I agree with you. It bothers me when brats are looked at like they aren't really submissive, or like their attitude has no redeeming features, or like, "it seems like she's a brat and not really submissive, why even bother with her?" Often "brats" are talked about like they couldn't possibly, actually be submissive when really they are just a different brand of submission than the obeying, servicing kind, and, as you say, work within a different dynamic. Not every submissive wants to serve, some people's submission takes a different flavor, and that absolutely does not mean that they are simply a masochist in disguise.

I've been described as being a brat by a few people including my boyfriend because I like to push back, I like to run away, I like to struggle against my bonds and be forced to suck his cock, rather than do it because OMG his cock is amazing and I just can't wait to get on that. Luckily enough, my bf likes brats. And you know what that means? It means that our dynamic is one that includes struggling and pushing rather than instant obeying. Its just different. My submission is more pet-like.

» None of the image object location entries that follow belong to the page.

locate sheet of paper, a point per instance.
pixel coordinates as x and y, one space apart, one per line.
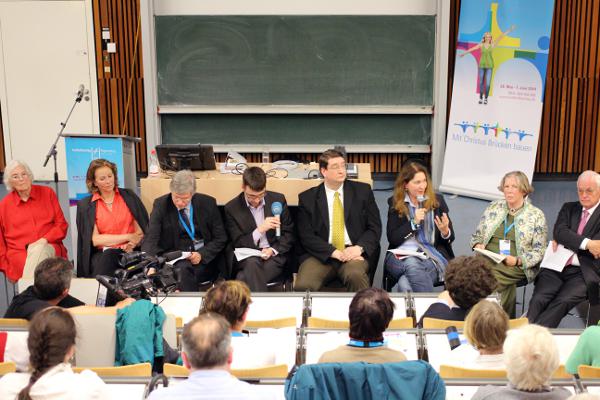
556 260
241 253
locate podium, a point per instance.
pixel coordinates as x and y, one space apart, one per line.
80 151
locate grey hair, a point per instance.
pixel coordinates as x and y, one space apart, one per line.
207 341
8 170
183 181
531 357
589 174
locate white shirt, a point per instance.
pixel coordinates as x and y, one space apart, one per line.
59 382
330 193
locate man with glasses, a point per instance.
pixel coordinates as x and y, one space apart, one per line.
259 219
339 228
188 221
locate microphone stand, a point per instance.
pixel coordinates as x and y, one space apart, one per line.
52 152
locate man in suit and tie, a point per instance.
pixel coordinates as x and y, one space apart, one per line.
339 228
251 223
191 222
577 228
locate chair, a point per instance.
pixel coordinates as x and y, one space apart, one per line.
13 323
322 323
434 323
269 371
7 367
588 372
143 370
449 371
272 323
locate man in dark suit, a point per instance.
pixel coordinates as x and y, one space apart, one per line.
187 221
578 229
251 224
339 228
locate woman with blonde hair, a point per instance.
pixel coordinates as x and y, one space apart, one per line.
51 344
417 222
513 227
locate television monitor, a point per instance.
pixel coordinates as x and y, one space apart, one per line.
176 157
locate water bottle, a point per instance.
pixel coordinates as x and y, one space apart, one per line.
153 166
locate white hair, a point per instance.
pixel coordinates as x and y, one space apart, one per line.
10 167
589 174
531 357
183 181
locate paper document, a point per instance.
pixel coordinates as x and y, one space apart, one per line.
241 253
495 257
399 253
556 260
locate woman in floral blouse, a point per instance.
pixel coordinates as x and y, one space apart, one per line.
515 228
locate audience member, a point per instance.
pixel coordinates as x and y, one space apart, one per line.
251 223
207 353
417 221
51 344
339 229
191 222
370 313
587 350
468 280
32 225
109 222
51 283
513 227
231 300
531 357
485 330
577 228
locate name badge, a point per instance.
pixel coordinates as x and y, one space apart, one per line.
505 247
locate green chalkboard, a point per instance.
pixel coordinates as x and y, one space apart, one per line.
295 60
296 129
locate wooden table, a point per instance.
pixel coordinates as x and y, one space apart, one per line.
225 187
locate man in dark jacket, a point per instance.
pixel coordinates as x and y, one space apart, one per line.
251 223
187 221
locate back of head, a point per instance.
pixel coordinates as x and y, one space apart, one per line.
51 336
531 357
254 178
207 341
370 313
468 280
51 277
486 326
229 299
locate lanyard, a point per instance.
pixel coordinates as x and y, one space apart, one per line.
191 230
507 229
360 343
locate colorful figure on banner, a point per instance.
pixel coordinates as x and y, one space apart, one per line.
486 62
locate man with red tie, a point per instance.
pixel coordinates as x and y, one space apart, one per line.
577 228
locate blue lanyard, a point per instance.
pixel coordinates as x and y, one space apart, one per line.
360 343
507 229
191 230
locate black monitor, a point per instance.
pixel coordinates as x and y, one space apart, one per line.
175 157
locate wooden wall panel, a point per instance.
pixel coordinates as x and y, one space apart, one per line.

I'm fickle, I like to be coaxed, pushed, pulled, but I'm also very eager and I want my person to be happy more than anything.

So. Yeah. I guess that maybe we need a "brat" thread the way we needed a "Doormat" thread. It really bothers me when I see it suggested that my dynamic must mean that I'm not really submissive, or actually masochistic, especially since I'm hardly masochistic at all!

But we've talked about this before. Like everything else. No need to re-hash it I guess.